Het is een onderwerp dat doorgaans scepsis of cynisme oproept: de inzet van dieren bij therapie of coaching. De korte documentaire Spiegel van Eva Sjerps gaat over paardencoaching die wordt ingezet bij jongeren met uiteenlopende problemen. Het is een fraai ingetogen en dicht op de huid gefilmde registratie van wat de dieren teweeg kunnen brengen.
Sjerps richt haar camera op twee jongeren: Ava en Levi. Om beurten zien we ze bezig in de paardenbak van een zorgboerderij. De paardencoach geeft hen opdrachten, zoals het uitzetten van een hindernisbaan die past bij hoe je je voelt, of iets ogenschijnlijk simpelers: het omdoen van een halster of contact maken met het paard.
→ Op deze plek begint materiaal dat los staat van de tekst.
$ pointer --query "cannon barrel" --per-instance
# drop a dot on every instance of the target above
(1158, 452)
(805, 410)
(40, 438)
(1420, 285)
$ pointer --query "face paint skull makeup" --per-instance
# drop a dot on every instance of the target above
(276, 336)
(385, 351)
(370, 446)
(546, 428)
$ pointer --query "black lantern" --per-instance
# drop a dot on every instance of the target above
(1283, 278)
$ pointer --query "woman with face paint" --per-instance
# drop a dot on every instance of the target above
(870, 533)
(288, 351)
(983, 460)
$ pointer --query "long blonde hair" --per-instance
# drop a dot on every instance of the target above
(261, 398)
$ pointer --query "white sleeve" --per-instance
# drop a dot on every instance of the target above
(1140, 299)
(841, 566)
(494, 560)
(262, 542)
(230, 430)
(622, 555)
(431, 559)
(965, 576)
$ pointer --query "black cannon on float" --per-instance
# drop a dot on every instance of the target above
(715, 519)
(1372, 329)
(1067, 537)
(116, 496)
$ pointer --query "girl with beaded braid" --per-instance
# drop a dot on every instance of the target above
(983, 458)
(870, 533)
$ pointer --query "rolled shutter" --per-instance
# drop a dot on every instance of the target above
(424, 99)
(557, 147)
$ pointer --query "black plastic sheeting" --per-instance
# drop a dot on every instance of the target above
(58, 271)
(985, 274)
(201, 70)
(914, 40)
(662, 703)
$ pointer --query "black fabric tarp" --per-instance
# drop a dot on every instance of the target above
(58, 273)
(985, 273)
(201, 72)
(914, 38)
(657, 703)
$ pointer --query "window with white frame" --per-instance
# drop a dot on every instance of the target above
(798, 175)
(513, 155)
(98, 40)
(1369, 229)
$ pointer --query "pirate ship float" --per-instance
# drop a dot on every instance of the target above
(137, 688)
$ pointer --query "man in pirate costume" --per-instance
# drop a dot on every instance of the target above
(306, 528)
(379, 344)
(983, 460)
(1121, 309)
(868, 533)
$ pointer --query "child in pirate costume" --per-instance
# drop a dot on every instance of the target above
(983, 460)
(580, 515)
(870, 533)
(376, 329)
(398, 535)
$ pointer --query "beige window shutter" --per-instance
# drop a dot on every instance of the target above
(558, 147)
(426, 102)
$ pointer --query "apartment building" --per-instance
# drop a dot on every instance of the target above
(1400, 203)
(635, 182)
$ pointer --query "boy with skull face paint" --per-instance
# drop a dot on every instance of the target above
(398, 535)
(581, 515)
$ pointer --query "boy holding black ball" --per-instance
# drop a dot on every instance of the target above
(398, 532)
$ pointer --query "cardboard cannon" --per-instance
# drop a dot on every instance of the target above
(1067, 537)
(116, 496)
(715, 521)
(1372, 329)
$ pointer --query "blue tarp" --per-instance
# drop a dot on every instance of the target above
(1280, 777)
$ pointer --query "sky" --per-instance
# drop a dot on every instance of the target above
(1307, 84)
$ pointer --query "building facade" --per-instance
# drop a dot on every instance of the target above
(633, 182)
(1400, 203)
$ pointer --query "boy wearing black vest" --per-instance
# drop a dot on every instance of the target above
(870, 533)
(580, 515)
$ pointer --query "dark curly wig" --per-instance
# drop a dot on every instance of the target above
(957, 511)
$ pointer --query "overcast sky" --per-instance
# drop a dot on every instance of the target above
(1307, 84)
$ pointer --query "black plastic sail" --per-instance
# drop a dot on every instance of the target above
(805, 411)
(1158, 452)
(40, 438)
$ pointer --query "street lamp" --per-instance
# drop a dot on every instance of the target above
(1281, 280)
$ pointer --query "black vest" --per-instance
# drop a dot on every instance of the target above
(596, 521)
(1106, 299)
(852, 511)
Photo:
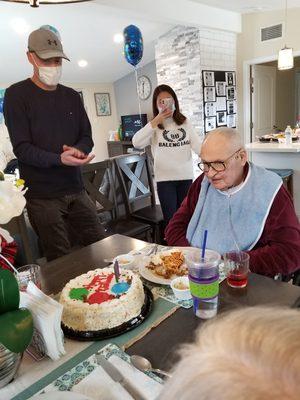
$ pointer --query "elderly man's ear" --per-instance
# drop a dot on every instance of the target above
(243, 156)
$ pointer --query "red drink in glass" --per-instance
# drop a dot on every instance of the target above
(236, 264)
(237, 279)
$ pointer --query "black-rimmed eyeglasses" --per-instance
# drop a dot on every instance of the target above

Ava probeert het met Spikkel, een witte pony met lichtbruine vlekjes. Die wil weinig van haar weten en draait zijn hoofd weg. Hoe dat voelt, vraagt de coach. Ava lacht haar beugel bloot. ‘Een beetje afgewezen of zo?’ Ze probeert het opnieuw. ‘Hij negeert me gewoon,’ zegt ze. ‘Negeer je zelf weleens gevoelens van jezelf?’ gaat de coach verder. ‘Ja,’ zegt Ava. Wat ze denkt dat er met die gevoelens gebeurt? ‘Die verdwijnen.’ Ze lacht. ‘Nee, ik denk dat die het langst blijven zitten.’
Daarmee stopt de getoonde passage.